To test the failover mechanism, you shut down the designated primary manager.
Issue a Ctrl-C
or kill
the current primary manager (manager-1
) to shut it down.
After a short time, the other instances detect the failure and a replica takes the lead to become the primary manager.
For example, look at manager-2
’s logs:
user@manager-2 $ swarm manage -H :4000 <tls-config-flags> --replication --advertise 192.168.42.201:4000 consul://192.168.42.10:8500/nodes
INFO[0000] Listening for HTTP addr=:4000 proto=tcp
INFO[0000] Cluster leadership lost
INFO[0000] New leader elected: 192.168.42.200:4000
INFO[0038] New leader elected: 192.168.42.201:4000
INFO[0038] Cluster leadership acquired <--- We have been elected as the new Primary Manager
[...]
Because the primary manager, manager-1
, failed right after it was elected, the replica with the address 192.168.42.201:4000
, manager-2
, recognized the failure and attempted to take away the lead. Because manager-2
was fast enough, the process was effectively elected as the primary manager. As a result, manager-2
became the primary manager of the cluster.
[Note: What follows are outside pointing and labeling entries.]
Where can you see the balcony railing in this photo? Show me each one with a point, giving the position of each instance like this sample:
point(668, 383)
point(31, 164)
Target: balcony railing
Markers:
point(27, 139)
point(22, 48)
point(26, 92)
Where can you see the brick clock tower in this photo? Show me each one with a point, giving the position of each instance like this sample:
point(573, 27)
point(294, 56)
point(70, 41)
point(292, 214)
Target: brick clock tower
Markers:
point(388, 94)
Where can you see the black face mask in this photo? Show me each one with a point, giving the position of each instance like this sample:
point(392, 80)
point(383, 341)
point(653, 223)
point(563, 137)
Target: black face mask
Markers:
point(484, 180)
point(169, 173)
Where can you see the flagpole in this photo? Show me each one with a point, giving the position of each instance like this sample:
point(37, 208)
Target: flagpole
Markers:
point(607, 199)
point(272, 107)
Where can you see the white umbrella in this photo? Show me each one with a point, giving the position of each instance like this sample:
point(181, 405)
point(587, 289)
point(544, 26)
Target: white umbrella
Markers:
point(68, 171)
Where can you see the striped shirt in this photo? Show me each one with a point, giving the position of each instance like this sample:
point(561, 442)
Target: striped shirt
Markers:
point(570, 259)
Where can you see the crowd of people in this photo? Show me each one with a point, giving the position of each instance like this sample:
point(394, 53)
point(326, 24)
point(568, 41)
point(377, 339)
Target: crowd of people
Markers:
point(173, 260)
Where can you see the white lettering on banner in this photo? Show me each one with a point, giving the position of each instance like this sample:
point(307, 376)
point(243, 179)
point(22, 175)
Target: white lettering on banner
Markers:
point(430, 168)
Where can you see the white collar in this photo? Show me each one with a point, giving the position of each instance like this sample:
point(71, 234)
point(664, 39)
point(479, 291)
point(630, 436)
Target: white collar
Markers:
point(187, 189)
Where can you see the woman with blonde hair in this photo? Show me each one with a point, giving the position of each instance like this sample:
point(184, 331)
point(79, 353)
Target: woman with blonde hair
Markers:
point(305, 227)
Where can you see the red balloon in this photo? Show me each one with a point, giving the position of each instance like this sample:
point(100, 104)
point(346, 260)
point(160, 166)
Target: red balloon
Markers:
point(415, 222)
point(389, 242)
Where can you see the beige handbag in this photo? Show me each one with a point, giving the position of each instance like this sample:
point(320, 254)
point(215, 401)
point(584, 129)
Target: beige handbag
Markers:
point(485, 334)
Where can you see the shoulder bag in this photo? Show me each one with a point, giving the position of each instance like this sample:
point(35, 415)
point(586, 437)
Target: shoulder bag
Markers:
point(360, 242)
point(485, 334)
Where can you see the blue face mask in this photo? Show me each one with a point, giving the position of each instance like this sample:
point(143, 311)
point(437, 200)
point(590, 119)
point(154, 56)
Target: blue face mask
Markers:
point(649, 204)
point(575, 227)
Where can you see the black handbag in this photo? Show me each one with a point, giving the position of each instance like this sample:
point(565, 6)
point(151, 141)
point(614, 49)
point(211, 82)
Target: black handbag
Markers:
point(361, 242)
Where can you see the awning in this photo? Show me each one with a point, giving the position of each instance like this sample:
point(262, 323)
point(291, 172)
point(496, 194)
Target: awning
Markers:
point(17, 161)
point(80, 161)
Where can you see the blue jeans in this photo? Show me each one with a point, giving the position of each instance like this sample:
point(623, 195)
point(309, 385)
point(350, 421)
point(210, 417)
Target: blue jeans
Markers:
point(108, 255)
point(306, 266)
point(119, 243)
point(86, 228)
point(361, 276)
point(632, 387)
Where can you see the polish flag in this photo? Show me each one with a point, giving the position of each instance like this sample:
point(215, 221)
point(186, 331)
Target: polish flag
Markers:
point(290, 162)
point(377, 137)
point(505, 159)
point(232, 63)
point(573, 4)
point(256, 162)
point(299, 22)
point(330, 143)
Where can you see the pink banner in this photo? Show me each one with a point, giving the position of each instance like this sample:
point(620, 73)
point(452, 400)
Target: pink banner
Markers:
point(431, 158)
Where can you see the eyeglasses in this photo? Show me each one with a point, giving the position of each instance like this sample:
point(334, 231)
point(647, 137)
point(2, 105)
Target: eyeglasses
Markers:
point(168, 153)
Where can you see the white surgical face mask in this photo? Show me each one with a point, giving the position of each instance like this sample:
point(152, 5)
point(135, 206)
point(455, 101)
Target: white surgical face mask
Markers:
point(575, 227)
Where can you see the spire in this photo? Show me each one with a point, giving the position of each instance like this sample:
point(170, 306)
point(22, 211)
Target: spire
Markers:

If we take a look at manager-3
we should see those logs
:
user@manager-3 $ swarm manage -H :4000 <tls-config-flags> --replication --advertise 192.168.42.202:4000 consul://192.168.42.10:8500/nodes
INFO[0000] Listening for HTTP addr=:4000 proto=tcp
INFO[0000] Cluster leadership lost
INFO[0000] New leader elected: 192.168.42.200:4000
INFO[0036] New leader elected: 192.168.42.201:4000 <--- manager-2 sees the new Primary Manager
[...]
At this point, we need to export the new DOCKER_HOST
value.
To switch the DOCKER_HOST
to use manager-2
as the primary, you do the following:
user@my-machine $ export DOCKER_HOST=192.168.42.201:4000 # Points to manager-2
user@my-machine $ docker info
Containers: 0
Images: 25
Storage Driver:
Role: Primary <--------- manager-2 is the Primary manager
Primary: 192.168.42.201
Strategy: spread
Filters: affinity, health, constraint, port, dependency
Nodes: 3
You can use the docker
command on any Docker Swarm primary manager or any replica.
If you like, you can use custom mechanisms to always point DOCKER_HOST
to the current primary manager. Then, you never lose contact with your Docker Swarm in the event of a failover.